In the international development scene, Thokozile is the Community Representative on the Stop TB Partnerships working group on New Tools and Diagnostic. The mission of this working group is to implement research, advocacy and/or operational activities in pursuit of the development of TB diagnostic tools and of the aims of the Stop TB Partnership. Through this group Thokozile brings to the forefront the views and challenges faced by those directly affected by TB. On the launch of the new diagnostic tool GeneXpert in December 2010, Thokozile responded by saying,
“We, the Community Representatives on New Diagnostics Working Group, on behalf of ourselves and other Community Representatives want to CONGRATULATE you and the entire members of FIND on this historic approval of Xpert by the World Health Organization (WHO).
Please don’t forget that there is still a bigger target, point-of-care test, and we look forward to when FIND or others will make it available. We will be glad to work more with you on this, both in individual and organizational capacities.”
While GeneXpert promises to simultaneously identify Mycobacterium tuberculosis (MTB) and resistance to rifampicin (RIF) within two hours and in HIV/AIDS positive patients, the GeneXpert machine must be housed within a laboratory setting with a trained professional to conduct the test, making this virtually impossible to use in remote or hard to reach settings.

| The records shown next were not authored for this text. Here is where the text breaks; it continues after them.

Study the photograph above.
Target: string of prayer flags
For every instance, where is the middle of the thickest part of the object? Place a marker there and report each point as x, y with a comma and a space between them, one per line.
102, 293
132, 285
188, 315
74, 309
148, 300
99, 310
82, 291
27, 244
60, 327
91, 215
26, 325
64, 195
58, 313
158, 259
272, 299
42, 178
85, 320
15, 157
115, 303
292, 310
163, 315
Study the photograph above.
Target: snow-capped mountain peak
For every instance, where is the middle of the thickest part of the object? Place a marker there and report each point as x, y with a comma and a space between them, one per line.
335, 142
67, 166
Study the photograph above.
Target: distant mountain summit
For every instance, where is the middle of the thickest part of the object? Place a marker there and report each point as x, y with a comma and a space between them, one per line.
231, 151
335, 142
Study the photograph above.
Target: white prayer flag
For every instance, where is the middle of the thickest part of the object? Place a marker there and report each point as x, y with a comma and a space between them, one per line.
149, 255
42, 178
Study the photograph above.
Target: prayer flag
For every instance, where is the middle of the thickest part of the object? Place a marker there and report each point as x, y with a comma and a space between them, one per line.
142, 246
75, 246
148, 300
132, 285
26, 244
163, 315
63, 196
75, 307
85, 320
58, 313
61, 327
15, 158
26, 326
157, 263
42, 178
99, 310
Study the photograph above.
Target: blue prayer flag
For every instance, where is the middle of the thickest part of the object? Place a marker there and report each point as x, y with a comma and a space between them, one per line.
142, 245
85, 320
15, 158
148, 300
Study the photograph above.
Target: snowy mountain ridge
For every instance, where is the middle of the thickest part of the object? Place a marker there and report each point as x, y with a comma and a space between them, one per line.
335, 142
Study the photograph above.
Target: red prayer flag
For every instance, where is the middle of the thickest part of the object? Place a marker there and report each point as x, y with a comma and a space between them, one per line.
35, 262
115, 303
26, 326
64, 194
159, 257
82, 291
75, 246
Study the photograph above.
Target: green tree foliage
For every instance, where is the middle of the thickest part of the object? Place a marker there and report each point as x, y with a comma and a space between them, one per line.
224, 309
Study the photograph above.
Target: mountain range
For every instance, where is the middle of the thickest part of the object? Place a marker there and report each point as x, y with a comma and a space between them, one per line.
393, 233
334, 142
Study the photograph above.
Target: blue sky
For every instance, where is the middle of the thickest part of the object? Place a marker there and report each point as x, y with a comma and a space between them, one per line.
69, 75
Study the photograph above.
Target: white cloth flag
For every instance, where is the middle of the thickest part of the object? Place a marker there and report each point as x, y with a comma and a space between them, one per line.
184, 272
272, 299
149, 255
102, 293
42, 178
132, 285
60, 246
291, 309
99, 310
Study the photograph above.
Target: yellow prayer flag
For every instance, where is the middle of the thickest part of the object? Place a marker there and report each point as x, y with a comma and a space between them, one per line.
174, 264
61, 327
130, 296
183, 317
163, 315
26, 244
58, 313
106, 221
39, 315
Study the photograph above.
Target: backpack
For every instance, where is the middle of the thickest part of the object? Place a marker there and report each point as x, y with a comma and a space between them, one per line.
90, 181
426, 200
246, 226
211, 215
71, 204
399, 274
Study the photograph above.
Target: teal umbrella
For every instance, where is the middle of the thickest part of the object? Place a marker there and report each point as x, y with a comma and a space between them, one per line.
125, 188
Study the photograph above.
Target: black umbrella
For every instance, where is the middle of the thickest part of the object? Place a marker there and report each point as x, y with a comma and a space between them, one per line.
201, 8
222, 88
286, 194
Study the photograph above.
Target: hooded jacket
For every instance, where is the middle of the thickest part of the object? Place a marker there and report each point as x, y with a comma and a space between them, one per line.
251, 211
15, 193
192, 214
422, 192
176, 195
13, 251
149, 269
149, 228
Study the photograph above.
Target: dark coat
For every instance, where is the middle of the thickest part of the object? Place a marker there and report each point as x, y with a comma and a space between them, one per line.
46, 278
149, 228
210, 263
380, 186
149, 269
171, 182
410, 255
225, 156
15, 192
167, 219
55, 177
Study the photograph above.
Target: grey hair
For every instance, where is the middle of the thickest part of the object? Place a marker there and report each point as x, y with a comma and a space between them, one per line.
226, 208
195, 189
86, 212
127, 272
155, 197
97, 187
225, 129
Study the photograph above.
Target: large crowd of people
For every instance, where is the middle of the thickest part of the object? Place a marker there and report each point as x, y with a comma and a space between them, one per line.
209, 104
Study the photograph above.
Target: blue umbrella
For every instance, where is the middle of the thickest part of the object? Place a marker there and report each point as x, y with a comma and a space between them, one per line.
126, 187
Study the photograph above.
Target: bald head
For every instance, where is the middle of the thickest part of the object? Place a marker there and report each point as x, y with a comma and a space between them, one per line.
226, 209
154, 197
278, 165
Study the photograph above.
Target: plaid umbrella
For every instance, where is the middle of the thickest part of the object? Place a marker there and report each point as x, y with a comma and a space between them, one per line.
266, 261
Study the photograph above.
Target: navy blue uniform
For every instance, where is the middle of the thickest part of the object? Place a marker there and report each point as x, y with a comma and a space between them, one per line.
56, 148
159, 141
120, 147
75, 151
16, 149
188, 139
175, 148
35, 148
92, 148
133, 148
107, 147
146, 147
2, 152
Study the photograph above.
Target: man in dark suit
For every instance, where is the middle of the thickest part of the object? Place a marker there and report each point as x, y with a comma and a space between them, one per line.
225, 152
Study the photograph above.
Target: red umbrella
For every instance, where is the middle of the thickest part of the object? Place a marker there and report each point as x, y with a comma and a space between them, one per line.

It also does little to take into account the financial hardship faced by those who need the test the most to be able to afford travel to and from health clinics. With this new breakthrough, now is the perfect opportunity to look forward to being able to develop a rapid point of care test for tuberculosis that is able to test all those who need it, no matter their location.
With Thokozile’s wealth of experience and knowledge about the challenges of tackling TB, we look forward to working closely with her in engaging our grassroots activists and the UK government during the week of World TB Day (24th March)!